Hi,
Unfortunately I do not have any real life data labelled or not. I just thought this is a hot domain in which Numenta could find an interested partner.
It just came to me while watching what Comma.ai is doing: they sell a lane-tracking device running their open-sourced software. It is just a phone sized computer with two cameras, inertial sensors, gps, and an interface to car’s computer. They support a few dozen car models, ones with drive-by-wire capability and radar collision sensor.
Through their already sold devices they collected a lot of driving data which they use to improve/train the software/ AI model.
The data is collected in both autonomous and human driver mode.
What they also attempt, is to develop a full autonomous driving AI and previously collected data will be very useful for that.
What George Hotz mentioned is even they have collected millions of miles, the actual training set is much smaller, and I can only assume they-re using some statistics to cherry pick this smaller training set.
Other companies attempting to make autonomous vechicles probably are applying the same strategy.

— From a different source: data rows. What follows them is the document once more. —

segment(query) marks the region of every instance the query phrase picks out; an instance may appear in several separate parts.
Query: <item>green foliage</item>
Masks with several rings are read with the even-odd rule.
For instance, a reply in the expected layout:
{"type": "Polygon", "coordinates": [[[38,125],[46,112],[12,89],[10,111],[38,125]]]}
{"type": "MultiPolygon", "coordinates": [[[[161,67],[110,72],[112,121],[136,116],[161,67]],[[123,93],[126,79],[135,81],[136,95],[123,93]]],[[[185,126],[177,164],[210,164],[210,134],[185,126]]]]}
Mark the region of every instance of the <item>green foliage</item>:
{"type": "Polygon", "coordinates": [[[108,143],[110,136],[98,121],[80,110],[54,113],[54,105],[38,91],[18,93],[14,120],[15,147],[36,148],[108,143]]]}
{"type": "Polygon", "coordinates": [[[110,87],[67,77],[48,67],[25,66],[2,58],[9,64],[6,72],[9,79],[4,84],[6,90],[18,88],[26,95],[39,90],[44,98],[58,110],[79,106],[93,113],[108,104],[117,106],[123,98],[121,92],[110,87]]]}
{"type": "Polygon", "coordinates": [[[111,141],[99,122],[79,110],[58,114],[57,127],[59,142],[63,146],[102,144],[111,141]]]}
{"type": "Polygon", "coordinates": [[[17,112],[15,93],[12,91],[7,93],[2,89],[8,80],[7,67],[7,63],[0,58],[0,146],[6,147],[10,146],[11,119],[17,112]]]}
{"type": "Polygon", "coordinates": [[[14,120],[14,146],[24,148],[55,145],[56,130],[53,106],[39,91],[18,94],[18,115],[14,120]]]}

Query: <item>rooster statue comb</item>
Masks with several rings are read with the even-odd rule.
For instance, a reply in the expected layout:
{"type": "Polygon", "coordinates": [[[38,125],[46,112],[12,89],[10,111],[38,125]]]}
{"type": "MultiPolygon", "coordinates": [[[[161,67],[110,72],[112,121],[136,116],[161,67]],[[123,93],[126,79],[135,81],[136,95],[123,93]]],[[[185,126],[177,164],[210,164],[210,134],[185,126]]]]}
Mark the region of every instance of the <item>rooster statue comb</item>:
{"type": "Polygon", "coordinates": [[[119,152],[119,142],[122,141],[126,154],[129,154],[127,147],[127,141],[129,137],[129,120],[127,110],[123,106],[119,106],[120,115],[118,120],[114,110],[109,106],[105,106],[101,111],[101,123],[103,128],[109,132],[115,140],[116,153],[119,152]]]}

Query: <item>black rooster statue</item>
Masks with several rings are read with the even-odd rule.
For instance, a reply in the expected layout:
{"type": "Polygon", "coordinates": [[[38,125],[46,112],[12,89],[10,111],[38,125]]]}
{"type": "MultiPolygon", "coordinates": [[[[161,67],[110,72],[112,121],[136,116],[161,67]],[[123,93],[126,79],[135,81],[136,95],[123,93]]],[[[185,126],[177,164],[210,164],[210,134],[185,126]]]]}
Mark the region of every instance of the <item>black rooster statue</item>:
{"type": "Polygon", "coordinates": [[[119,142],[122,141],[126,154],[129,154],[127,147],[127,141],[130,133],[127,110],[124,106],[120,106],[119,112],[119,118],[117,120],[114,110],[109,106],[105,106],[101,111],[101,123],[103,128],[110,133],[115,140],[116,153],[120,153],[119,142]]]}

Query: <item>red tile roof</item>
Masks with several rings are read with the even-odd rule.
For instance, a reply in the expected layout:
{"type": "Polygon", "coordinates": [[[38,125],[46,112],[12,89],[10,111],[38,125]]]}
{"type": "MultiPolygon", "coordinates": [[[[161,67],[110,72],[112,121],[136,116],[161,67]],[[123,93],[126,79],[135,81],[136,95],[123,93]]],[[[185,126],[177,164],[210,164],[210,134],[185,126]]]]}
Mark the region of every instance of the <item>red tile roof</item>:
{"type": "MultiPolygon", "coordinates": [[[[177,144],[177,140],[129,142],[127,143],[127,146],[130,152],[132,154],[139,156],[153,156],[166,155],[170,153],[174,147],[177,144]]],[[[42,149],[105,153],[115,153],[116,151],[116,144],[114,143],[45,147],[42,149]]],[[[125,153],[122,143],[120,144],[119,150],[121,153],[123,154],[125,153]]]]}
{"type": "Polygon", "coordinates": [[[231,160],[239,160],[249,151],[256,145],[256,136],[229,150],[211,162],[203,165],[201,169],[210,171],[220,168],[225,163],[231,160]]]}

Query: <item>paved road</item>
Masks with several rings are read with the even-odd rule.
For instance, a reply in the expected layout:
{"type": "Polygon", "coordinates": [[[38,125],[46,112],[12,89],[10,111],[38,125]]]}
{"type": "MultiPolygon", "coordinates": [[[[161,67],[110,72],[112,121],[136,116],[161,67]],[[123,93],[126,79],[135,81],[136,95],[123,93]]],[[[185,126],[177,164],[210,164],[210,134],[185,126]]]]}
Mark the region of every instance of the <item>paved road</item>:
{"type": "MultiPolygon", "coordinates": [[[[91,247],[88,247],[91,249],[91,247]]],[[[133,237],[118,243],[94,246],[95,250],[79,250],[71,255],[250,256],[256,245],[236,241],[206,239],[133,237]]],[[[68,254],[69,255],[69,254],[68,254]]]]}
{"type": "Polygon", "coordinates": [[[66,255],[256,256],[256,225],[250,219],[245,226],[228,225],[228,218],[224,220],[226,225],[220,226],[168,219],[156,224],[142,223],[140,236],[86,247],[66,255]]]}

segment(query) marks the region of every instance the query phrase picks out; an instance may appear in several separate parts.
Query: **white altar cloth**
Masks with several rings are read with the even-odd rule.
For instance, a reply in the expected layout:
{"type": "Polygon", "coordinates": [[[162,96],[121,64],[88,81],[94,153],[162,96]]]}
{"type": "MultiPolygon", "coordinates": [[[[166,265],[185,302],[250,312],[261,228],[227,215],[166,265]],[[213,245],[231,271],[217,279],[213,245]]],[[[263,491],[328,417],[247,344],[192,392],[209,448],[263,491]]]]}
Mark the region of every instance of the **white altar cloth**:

@rhyolight from all I’ve read I understand the anomaly detector is unsupervised, I assume the labeled data you mention is only to estimate its capabilities?
@sheiser1 yes, that’s the kind of stuff I had in mind. There-s a certain “rythm” when a driver does a normal lane change and a different one when it reacts to an unexpected event… and probably skips the turn signal.
I do not have any data myself, I wonder if a phone just recording video (placed as a dashcam) together with accel/gyro over a few weeks commuting would show some relevant information.
If anomaly detector on accelerator/gyro/gps picks some moments in time, one can check the video record at that moment to see if it was an useful insight or not.
Of course easier would be to convince a developer like comma.ai to provide a few hundred miles sample of their data for a test.
@MaxLee - yeah that is a great simulator. I like there are many parts bundled together and has a really good tutorial series. I think it could be a good training arena/environment for an embodied agent. Yeah the shape and “muscles” of a car. Not necessary to achieve autonomous driving but to have agents evolve/train/play together in a simulated world and see how they interact with each other.
Who knows, animal-type cognition might be the solution for autonomous driving.